23.2.2 Describe the pathway to species extinction from changes in population growth to the disappearance of the species.
The tropical botanist Alwyn Gentry devoted his life to identifying, classifying, and mapping the immense diversity of plants found in Central and South America. He also became an eyewitness to plant species extinctions as the region underwent rapid deforestation. It was not uncommon for him to identify a new endemic plant species (i.e., a species that occurs in a particular geographic region and nowhere else) during an expedition to Ecuador or Peru, only to return to the same spot a few years later to find the forest cleared and the species gone (Dodson and Gentry 1991) (FIGURE 23.4). Gentry worked with a growing sense of urgency to identify rare species in order to protect them from this fate.
His death in a plane crash in the Ecuadorian forest in 1993, while doing an aerial survey of land proposed for conservation, cut this work short and was an enormous loss to conservation biology.

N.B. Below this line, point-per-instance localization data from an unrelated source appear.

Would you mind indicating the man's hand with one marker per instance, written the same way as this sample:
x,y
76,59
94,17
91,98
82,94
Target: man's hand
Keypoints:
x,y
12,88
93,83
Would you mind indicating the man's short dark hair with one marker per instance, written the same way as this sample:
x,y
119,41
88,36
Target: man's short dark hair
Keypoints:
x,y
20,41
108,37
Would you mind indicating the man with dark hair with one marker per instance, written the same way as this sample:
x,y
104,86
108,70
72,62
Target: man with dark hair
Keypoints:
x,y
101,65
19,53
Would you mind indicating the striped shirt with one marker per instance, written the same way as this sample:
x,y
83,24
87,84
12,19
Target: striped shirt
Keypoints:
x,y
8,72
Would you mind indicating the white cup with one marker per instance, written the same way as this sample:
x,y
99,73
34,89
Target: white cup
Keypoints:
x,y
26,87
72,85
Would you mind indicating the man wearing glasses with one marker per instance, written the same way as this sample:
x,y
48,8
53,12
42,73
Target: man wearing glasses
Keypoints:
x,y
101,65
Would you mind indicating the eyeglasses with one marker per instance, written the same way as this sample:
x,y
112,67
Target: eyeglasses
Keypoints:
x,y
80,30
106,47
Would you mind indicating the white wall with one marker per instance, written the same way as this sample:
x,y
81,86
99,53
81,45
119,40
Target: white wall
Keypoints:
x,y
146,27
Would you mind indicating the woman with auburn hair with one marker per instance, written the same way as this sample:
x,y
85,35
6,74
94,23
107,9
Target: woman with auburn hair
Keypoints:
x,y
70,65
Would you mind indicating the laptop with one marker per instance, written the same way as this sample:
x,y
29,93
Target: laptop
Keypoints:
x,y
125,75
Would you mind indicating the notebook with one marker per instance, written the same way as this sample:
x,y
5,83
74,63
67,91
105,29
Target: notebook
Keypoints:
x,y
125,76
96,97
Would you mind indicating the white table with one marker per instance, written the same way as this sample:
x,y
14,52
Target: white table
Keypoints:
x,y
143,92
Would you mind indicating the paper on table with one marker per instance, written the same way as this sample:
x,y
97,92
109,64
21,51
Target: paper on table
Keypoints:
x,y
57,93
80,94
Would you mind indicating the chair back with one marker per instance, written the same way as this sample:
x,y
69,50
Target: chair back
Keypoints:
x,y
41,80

FIGURE 23.4 Loss of Forest Cover in Western Ecuador Between 1958 and 1988, a growing human population and government policies intended to stimulate economic development led to rapid deforestation in western Ecuador. Green indicates forest cover. The extensive loss of forest habitat in this region is estimated to have resulted in the loss of more than 1,000 endemic species. (After C. H. Dodson and A. H. Gentry. 1991. Ann Mo Bot Gard 78: 273-295. Permission granted by Missouri Botanical Garden Press, St. Louis.) View larger image
Gentry was just one of many taxonomists who have been finding and describing species while witnessing their rapid disappearance due to habitat destruction, disease, or climate change. Extinctions of barely known tropical species continue despite our decades-long recognition of the problem. Through greater efforts to explore Earth's ecosystems, ecologists are gaining knowledge of the world's biota and tabulating new species at a faster rate, but threats to those species are keeping pace with such gains in our knowledge about them.